Both sides in the debate over quotas for other backward classes (OBCs) in higher education institutions submitted final arguments to the Supreme Court on Thursday, drawing battle lines in what legal experts predict will be a drawn-out ruling.
At issue is the government’s decision to reserve 27% of the seats in colleges and universities for OBCs. Last year, the law was greeted with protests for and against quotas.
This time will be no different, observers say. Most doubted that the existing 22.5% quotas for scheduled castes and tribes would be affected, but expected a broader debate over the future and effectiveness of reservations.
A two-judge bench of justices Arijit Pasayat and L.S. Panta is expected to refer the case to a constitutional bench as early as Friday, though it could be put off to next week as well.
That bench will be charged with setting the national agenda for caste-based reservations in education, just as the Indra Sawhney judgement, delivered by a nine-judge bench in 1992, defined reservations in government jobs. Sawhney, a lawyer, challenged India’s public sector reservations, and asked the government to identify the “creamy layer” or elite among OBCs who might not need quotas. It has yet to do so.
The ruling will affect private colleges also, as the Centre plans to introduce quotas in private business schools and engineering colleges.
The Centre has based its arguments on the premise that general category students will not be displaced; an education tax has been levied on every taxpaying Indian to fund the expansion to accomodate the new arrivals.
Another argument is that the scope of judicial review over legislation is limited. Roughly translated, this asks the Supreme Court not to review a law enacted by Parliament.
The government wants to introduce the quota for OBCs in June, and its lead lawyer says this can happen.
“Everyone is saying that we have waited for 57 years, and one more year will not make a difference... It is the OBCs who have waited for 57 years.
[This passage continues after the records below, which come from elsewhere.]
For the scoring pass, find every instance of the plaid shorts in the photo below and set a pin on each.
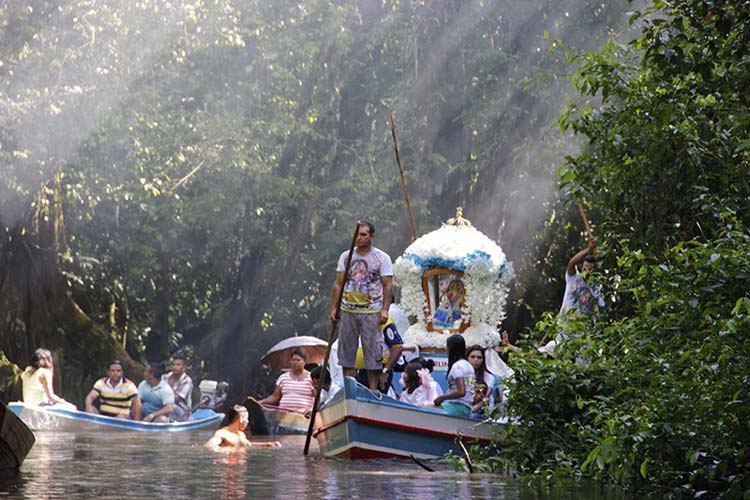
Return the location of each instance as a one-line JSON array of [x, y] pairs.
[[365, 327]]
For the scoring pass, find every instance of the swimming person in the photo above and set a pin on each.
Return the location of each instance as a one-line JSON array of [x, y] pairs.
[[233, 434]]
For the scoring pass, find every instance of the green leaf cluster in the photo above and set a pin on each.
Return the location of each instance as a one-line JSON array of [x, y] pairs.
[[650, 393]]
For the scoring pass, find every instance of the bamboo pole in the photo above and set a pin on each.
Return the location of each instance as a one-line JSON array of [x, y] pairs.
[[314, 410], [585, 221], [403, 182]]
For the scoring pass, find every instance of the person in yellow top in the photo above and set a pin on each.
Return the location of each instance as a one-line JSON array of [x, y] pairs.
[[37, 382]]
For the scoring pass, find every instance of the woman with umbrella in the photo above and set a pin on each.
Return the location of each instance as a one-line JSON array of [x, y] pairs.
[[294, 390]]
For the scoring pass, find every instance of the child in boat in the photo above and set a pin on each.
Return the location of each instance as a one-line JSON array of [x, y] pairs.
[[294, 390], [233, 434], [460, 396], [37, 382], [419, 387], [484, 381]]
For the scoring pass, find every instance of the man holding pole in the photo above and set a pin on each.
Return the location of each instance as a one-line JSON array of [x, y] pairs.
[[579, 297], [364, 304]]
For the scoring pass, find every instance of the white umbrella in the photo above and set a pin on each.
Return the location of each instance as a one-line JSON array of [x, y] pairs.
[[279, 356]]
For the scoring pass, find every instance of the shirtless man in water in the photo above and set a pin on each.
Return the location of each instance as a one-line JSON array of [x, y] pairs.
[[233, 435]]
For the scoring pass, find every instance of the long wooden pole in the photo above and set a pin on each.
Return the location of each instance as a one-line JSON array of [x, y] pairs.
[[403, 182], [585, 220], [314, 410]]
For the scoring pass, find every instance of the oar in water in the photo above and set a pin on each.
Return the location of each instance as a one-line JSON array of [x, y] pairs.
[[314, 410]]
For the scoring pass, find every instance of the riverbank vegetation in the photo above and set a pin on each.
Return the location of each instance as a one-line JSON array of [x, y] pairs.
[[181, 178], [650, 392]]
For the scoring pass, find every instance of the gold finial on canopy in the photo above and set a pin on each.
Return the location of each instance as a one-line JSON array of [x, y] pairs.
[[458, 220]]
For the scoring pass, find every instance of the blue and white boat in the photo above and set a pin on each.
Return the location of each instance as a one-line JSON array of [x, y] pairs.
[[49, 418], [359, 423]]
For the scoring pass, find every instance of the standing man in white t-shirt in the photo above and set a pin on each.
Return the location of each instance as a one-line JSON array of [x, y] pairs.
[[579, 297], [364, 305]]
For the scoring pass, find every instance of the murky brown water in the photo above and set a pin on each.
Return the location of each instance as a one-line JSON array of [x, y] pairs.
[[176, 466]]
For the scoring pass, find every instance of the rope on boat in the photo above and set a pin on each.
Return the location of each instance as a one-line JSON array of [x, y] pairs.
[[418, 462]]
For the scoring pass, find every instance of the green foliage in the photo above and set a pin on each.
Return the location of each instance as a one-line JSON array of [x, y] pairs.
[[649, 393]]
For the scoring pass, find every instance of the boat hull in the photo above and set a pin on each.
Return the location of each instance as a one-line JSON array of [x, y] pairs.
[[359, 423], [273, 421], [60, 420], [16, 439]]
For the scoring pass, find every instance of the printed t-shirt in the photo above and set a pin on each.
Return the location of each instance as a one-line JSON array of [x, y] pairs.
[[363, 291], [579, 296], [33, 390]]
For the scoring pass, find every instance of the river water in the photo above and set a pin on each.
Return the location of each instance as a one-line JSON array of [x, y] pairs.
[[134, 466]]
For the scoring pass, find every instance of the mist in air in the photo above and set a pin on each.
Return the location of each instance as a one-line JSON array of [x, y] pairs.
[[211, 157]]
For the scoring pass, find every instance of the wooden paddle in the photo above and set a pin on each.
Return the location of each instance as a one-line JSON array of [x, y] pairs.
[[314, 410]]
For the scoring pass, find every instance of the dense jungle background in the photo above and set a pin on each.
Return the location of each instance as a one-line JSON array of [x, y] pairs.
[[180, 177]]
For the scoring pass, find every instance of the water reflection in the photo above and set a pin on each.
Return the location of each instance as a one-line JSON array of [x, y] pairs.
[[177, 466]]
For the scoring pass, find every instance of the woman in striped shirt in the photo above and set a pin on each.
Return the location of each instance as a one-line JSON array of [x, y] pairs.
[[294, 390]]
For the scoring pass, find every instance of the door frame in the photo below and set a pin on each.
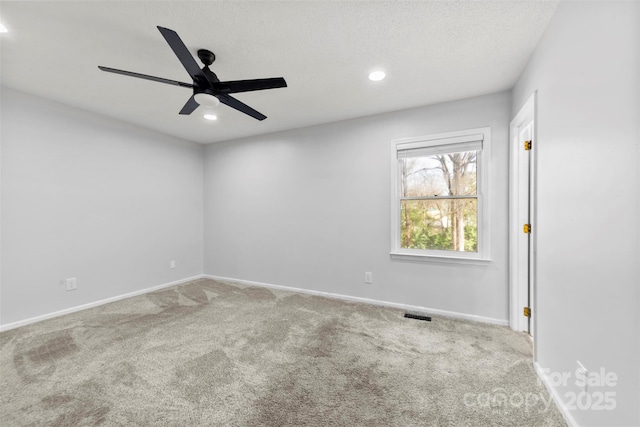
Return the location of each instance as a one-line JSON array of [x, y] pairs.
[[517, 289]]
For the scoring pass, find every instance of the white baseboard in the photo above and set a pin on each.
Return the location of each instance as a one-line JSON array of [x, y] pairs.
[[434, 311], [566, 414], [94, 304]]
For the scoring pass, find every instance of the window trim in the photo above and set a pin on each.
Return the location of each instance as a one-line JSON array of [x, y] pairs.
[[482, 191]]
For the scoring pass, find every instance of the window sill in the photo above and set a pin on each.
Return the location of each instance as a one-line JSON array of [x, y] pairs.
[[403, 256]]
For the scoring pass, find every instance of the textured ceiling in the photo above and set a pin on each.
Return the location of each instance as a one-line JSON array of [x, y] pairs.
[[431, 51]]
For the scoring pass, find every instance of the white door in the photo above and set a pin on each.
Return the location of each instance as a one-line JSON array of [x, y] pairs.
[[522, 227]]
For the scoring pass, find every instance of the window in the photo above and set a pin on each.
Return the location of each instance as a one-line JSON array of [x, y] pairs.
[[439, 198]]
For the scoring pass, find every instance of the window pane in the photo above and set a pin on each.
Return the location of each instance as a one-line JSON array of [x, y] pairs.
[[451, 174], [447, 224]]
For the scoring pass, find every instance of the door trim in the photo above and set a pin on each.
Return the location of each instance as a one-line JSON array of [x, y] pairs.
[[517, 290]]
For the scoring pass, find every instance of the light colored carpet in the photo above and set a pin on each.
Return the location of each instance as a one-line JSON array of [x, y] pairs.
[[218, 354]]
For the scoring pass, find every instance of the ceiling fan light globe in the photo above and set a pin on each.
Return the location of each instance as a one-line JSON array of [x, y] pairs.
[[206, 99]]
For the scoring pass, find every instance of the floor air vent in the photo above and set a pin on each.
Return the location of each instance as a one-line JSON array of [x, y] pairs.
[[417, 316]]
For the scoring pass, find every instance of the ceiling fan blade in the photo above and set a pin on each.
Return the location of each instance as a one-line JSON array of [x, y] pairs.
[[244, 108], [190, 106], [249, 85], [183, 54], [144, 76]]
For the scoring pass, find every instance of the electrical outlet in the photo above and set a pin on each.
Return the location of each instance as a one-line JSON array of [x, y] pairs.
[[582, 374], [71, 283]]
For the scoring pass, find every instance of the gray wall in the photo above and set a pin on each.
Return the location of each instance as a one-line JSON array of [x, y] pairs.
[[310, 208], [586, 71], [89, 197]]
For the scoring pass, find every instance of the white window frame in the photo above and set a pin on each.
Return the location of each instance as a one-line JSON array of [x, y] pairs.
[[483, 181]]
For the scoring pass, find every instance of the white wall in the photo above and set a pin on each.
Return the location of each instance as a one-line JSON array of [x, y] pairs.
[[89, 197], [309, 208], [586, 71]]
Why should they wait for a single year more?” solicitor generalGoolam E. Vahanavati said.
Vahanavati and Ram Jethmalani—who represents railway minister Laloo Yadav-headed Rashtriya Janata Dal, a pro-quota political party—will face off with other big legal guns who represent the anti-quota petitioners. The petitioners are represented by senior lawyers Harish Salve, Fali S. Nariman, K.K. Venugopal, Rajiv Dhawan and P.P. Rao, among others.
The anti-quota petitoners are challenging the 93rd Amendment to the Constitution, which gives the government the legal right to make caste-based reservations in institutes of higher learning.
Their argument is that this violates the basic structure of the Constitution, which mandates that all citizens will be treated equally at all times.